Allan and Crow identify how a growing trend of diversity has arisen from a changes in marriage and divorce patterns. They say that people now follow an unpredictable pattern of cohabitaion, marriage, divorce, periods living alone and re-marriage. There are now so many different family forms and relationships that has led to different family forms e.g reconstituted family and shared households.
People are now living longer, thanks to a number of advances in health services. These demographic changes also shape the family structure that we live in today. This is because of a rising number of dependent the ageing population, elderly relatives who help with childcare and need family support. This leads to classic or modified extended family. And this is leading to what is called the beanpole family.
There has also been changes in law and social attitudes which have changed the typical family forms. As in the item, there has been a rise in the number of same-sex couples, following the legalisation of civil relationships (2008) which had changed the social attitudes to same-sex relationships. According to Weekes these families have a greater degree of choice as their relationship is more egalitarian. Also changed through social attitudes is the growing acceptance of cohabitation. In today’s society cohabitation is common-place.
Changes in the position of women has also affected social attitudes and therefore the family forms in society. The Rapoports claim that there has been a significant increase in the number of women as breadwinner. Young and Willmott, both Postmodernists, say that this has led to an increasing number of ‘symmetrical families’ where the conjugal roles are shared, moving away from the classic nuclear family which gives partners equal opportunity to take on the instrumental or expressive role. Feminists would support this because it gives women more choice and the ability to move out of the expressive role, which some find oppressive.
Also, changes in welfare support bring a greater diversity to the family. New Right Conservative politicians claim that there has been a rise in single parenthood as an effect of welfare benefits. This view is associated with Charles Murray, who claimed that lone mothers on benefits constituted as the underclass. But on the other hand state welfare is unlikely to cause the development of lone-parent families. This is because, as claimed by Perry, being in a lone-parent family does not give an advantage over others seeking council housing and also that lone parents have a low standard of living. Alan and Crow further state that welfare support for lone-parent families is often a temporary situation, with the parent hoping to lose the necessity of the benefits soon.
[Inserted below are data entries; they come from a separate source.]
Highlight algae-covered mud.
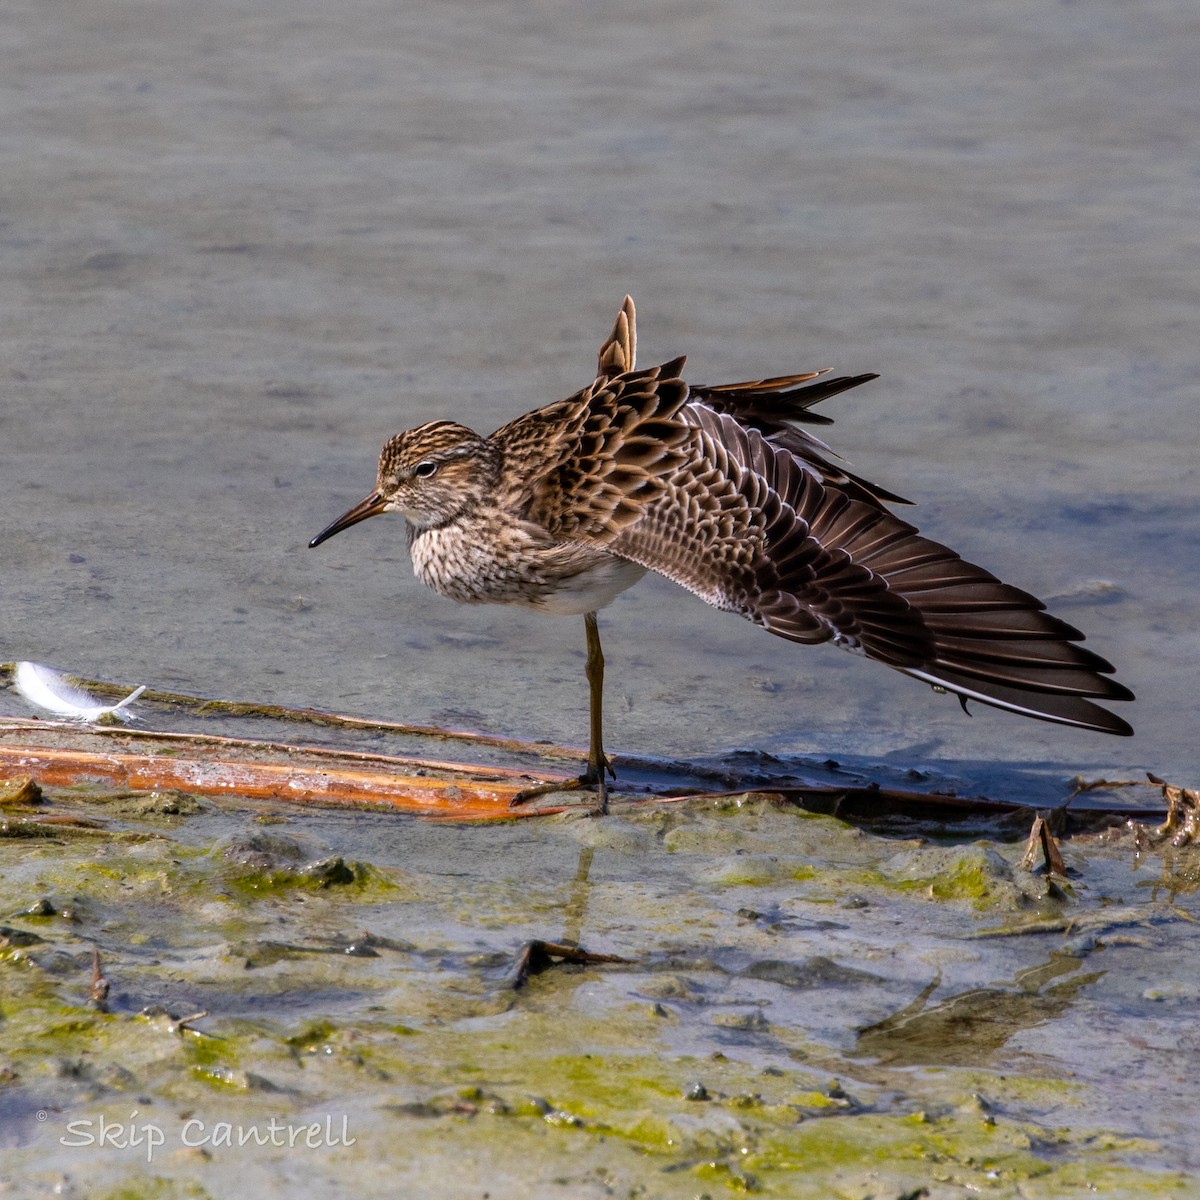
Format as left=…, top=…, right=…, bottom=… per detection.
left=3, top=786, right=1197, bottom=1198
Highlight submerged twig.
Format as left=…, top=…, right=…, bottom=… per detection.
left=507, top=939, right=629, bottom=990
left=88, top=947, right=110, bottom=1012
left=138, top=1004, right=215, bottom=1037
left=171, top=1010, right=210, bottom=1035
left=968, top=902, right=1191, bottom=940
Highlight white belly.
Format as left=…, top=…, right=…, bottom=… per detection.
left=533, top=557, right=648, bottom=615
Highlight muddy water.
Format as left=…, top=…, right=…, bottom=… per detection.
left=1, top=0, right=1198, bottom=1194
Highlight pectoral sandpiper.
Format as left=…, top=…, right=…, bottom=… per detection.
left=310, top=297, right=1133, bottom=811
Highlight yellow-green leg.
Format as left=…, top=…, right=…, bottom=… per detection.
left=508, top=610, right=614, bottom=814
left=581, top=610, right=615, bottom=813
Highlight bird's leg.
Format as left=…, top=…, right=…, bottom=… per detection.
left=580, top=610, right=615, bottom=812
left=508, top=610, right=615, bottom=814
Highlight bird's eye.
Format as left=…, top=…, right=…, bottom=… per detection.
left=413, top=461, right=438, bottom=479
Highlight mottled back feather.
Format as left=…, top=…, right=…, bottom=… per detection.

A rise in immigration has led to more ethnic diversity. And this has led to a change in family structures because these different ethnic groups have different lifestyles. For instance, Ballard claims that South Asian families live in patriarchal nuclear families where marriage is highly valued. However in Britain these families adapt and conform to the culture with women finding work outside the home and families being split into smaller domestic groups. Furthermore, Driver has found that west Indian families in Britain may appear to be nuclear, but are in fact mother-centred. In these families the man has no role, no job and no work to do inside the home. Bertoud found that Afro-Caribbean women were choosing to raise their children without a husband, they saw Afro-Caribbean men as an unreliable source of income.
A general rise in secularisation can also effect the diversity of family structures. This decline in the religious significance on society can lead to more children outside of marriage, an increase in same sex families and an increase on divorce as marriage loses its value, which of course leads to a rise in lone parent-hood.
Whilst diversity in family structure is evident, the nuclear family still exists and is seen by the government as the most desirable and acceptable. Chester says the family has adapted to become neo-conventional. Sommerville-item Supported by Chester.